Nit Two: On page 38, where Shermer is running through the history of conspiracy theories, one example provided is: "… and Senator Joseph McCarthy blacklisted writers perceived to be Communists in the 1950s."

Now, I could be wrong about this, but I've read a bit about McCarthy and that era, and I don't recall McCarthy himself blacklisting anyone, let alone "writers". The famous "Hollywood Ten" blacklist happened in 1947 (a bit shy of "the 1950s") imposed by film studio execs, based on the refusal of the Ten to testify before the House Un-American Activities Committee (HUAC). Which of course McCarthy wasn't on.

McCarthy did a lot of bad stuff, including probably bogus claims that he had a list of known Commies in government.

(And (sure enough) there were.)

Nit Three: Shermer's "case study in conspiracism" (Chapter 5) is the Sovereign Citizen Movement. No doubt there's some Venn-diagram overlap between the sovereign citizens and actual conspiracy theorists.
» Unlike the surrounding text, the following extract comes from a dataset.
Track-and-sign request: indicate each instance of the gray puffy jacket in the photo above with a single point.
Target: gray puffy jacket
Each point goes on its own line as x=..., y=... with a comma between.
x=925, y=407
But sovereign citizenism as such is more accurately described as simply a wacky legal theory; conspiracism isn't necessarily involved.

Nit Four: Page 109: The Magnificent Seven is described as a movie where "a 'posse' of gunslinging citizens are [sic] recruited to hunt down a Mexican outlaw." Well, not exactly. The Seven were hired to defend a Mexican village against a marauding gang of bandits. Defense, not offense. How hard is this to get right?

Well, enough nits. Good stuff, besides what's previously mentioned: Shermer has a number of tips on how best to talk to conspiracists; he's had a lot of practice there. He reports on a Qualtrics poll he did measuring the level of belief in many theories of varying nuttiness. Amusingly, the poll included a couple theories that were entirely made up. Still, a significant number of respondents said they found those theories credible.

I think this either shows (a) how gullible some people are; or (b) how hard it is to conduct a poll when a lot of your respondents will either respond randomly or capriciously. (Like me: sometimes when faced with a long list of items to rate on a 0-10 scale, I just use consecutive π digits: 3, 1, 4, 1, 5, 9, 2, 6, 5, …)

And one of the highest levels of belief was in the "theory": "Covid-19 was developed in a Chinese lab, and Chinese officials have covered it up."

Dude, I rate that one "more likely than not".

To Shermer's credit, he admits the relative non-wackiness of that theory later on. I'm not sure of the timing of the poll versus the timing of revelations about sloppiness at the Wuhan Institute of Virology, gain-of-function research, and the actions of those "Chinese officials" (and ours) earnestly stonewalling investigations. 2023-01-01 UPDATE: I should have caught this before, and it's slightly bigger than a nit. Shermer cites the "Milgram experiments" as holy writ (pp 112-3). Via Jerry Coyne's blog, the efforts to reproduce Milgram's results are (at best) mixed.

Shermer bills himself as kind of a Professional Skeptic; he should have showed that in this case.